Das Chateau Marmont lag unmittelbar nördlich des Sunset Strip. Es sah aus wie eine Schlossattrappe in einem Filmstudio.
»Ich hol Sie um zwei Uhr ab und bring Sie zum Studio«, sagte Henry Ford. »Dort lernen Sie dann Roderick Marshall kennen.«
»Ich erwarte Sie.«
Zwei Stunden später saß Rachel in Roderick Marshalls Büro. Er war Mitte vierzig, klein und untersetzt, sprühte aber förmlich vor Energie.

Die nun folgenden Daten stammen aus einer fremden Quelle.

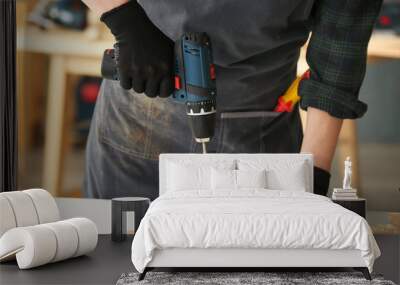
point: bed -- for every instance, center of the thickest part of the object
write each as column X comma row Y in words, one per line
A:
column 246, row 211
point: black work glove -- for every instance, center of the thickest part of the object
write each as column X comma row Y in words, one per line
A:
column 145, row 58
column 321, row 181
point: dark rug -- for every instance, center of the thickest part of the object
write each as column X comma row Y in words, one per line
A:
column 232, row 278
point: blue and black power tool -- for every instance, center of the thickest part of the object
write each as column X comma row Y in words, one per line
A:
column 194, row 82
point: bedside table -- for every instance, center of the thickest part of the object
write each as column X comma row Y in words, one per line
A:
column 358, row 206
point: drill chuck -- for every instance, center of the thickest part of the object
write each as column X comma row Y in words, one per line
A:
column 201, row 117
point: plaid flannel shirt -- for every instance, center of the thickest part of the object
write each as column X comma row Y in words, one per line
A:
column 337, row 55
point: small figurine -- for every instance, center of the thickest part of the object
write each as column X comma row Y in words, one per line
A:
column 347, row 174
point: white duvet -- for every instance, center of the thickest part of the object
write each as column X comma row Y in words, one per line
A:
column 250, row 219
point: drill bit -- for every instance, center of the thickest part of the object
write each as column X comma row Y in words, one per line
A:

»Sie werden noch froh sein, dass Sie hergekommen sind«, sagte er. »Ich werde Sie zu einem großen Star machen. Morgen fangen wir mit den Probeaufnahmen an. Eine meiner Assistentinnen wird Sie zur Garderobe bringen, wo Sie sich irgendwas Nettes aussuchen können. Meiner Meinung nach sollten Sie uns eine Szene aus Ende vom Lied vorspielen, einem unserer großen Kinoerfolge. Wenn Sie morgen früh um sieben in der Maske und zum Hairstyling antreten könnten? Ich nehme an, das ist für Sie nichts Neues, was?«
»Nein«, sagte Rachel mit tonloser Stimme.
»Sind Sie allein hier, Rachel?«
»Ja.«
»Warum treffen wir uns dann nicht einfach heute Abend und gehen gemeinsam irgendwo essen?«
Rachel überlegte einen Moment lang. »Von mir aus.«
»Ich hole Sie um acht Uhr ab.«
Aus dem gemeinsamen Abendessen wurde eine turbulente Nacht.
»Wenn man weiß, wo was los ist - und wenn man dort reinkommt«, erklärte Roderick Marshall Rachel, »dann hat L.A. ein paar der schärfsten Clubs auf der ganzen Welt zu bieten.«
Der Zug durch die Gemeinde fing im Standard an, einer angesagten Bar samt Restaurant und Hotel am Sunset Boulevard. Als sie an der Rezeption vorbeigingen, blieb Rachel stehen und starrte auf die Mattglasscheibe, hinter der sich ein Nacktmodell in voller Lebensgröße räkelte.
»Ist das nicht toll?«
»Unglaublich«, sagte Rachel.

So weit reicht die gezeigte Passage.